Record statistics based prediction of fracture in the random spring network model

TL;DR

This paper investigates how record statistics of damage avalanches in a random spring network can predict material fracture, revealing a maximum in waiting times at moderate disorder and enabling early failure prediction.

Contribution

It introduces a novel record statistics approach to predict fracture in heterogeneous materials, outperforming traditional avalanche-based methods in real-time failure prediction.

Findings

Maximum waiting time occurs at moderate disorder levels.

Record statistics can predict failure at smaller strains.

Linear relation between failure strain and maximum waiting time strain.

Abstract

We study the role of record statistics of damage avalanches in predicting the fracture of a heterogeneous material under tensile loading. The material is modeled using a two-dimensional random spring network where disorder is introduced through randomness in the breakage threshold strains of the springs. It is shown that the waiting time between successive records of avalanches has a maximum for moderate disorder, thus showing an acceleration of records with impending fracture.
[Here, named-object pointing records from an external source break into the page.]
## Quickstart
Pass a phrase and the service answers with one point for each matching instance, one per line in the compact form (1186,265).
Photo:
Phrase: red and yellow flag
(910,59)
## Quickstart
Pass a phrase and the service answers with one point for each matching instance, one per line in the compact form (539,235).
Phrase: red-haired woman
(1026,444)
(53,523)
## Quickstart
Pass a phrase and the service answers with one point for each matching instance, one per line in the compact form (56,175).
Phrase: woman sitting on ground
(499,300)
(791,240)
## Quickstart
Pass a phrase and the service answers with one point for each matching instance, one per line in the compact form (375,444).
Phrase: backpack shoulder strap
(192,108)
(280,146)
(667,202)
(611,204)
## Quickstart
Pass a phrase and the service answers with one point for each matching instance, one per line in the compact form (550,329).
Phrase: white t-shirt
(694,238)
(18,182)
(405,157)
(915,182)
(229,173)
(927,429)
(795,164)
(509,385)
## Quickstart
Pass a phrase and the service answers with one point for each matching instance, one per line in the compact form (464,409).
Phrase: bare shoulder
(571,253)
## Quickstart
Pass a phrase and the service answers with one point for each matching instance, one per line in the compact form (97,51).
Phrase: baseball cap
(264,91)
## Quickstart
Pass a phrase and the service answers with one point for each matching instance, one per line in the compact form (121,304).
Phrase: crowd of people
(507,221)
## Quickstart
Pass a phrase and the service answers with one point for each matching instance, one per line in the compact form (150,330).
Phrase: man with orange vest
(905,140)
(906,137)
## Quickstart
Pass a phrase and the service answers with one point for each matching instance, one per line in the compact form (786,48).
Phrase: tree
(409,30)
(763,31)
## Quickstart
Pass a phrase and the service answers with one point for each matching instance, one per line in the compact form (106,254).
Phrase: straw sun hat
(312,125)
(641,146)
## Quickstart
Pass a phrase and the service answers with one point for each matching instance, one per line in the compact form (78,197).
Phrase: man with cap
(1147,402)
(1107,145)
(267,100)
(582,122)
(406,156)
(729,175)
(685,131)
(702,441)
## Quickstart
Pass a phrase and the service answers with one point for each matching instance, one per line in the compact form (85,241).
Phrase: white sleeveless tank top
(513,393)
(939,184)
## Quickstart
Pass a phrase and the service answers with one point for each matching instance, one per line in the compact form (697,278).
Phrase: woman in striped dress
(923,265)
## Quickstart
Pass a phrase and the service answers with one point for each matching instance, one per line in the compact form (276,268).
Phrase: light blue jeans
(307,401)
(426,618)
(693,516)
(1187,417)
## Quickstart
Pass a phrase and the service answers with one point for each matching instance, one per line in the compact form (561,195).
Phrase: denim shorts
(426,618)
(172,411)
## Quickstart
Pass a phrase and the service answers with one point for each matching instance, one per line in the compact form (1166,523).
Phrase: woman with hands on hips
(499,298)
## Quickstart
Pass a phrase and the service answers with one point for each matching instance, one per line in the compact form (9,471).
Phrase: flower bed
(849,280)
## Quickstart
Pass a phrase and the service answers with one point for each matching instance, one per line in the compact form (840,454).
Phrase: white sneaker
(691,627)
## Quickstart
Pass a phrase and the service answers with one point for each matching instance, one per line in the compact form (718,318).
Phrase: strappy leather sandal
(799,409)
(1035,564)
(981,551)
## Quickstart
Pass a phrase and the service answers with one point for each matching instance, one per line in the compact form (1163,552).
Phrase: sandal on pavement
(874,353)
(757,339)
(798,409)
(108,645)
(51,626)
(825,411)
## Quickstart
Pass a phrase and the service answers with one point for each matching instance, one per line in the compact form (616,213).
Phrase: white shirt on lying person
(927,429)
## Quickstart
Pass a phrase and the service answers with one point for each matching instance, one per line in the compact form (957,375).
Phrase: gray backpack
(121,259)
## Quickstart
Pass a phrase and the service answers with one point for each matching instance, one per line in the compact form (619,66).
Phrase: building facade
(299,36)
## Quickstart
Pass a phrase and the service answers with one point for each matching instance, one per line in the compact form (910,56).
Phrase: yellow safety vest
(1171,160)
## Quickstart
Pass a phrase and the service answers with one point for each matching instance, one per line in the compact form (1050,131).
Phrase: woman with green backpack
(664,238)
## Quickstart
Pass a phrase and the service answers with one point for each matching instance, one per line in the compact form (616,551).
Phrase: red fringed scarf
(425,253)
Such a signature is absent for low disorder strength when the fracture is nucleation-dominated, and high disorder strength when the fracture is percolation type. We examine the correlation between the record with the maximum waiting time and the crossover record at which the avalanche statistics change from off-critical to critical. Compared to the avalanche based predictor for failure, we show that the record statistics have the advantage of both being real-time as well as able to predict final fracture at much smaller strains. We also show that in the avalanche-dominated regime, the failure strain is shown to have a linear relation with the strain at the maximum waiting time, making possible a quantitative prediction.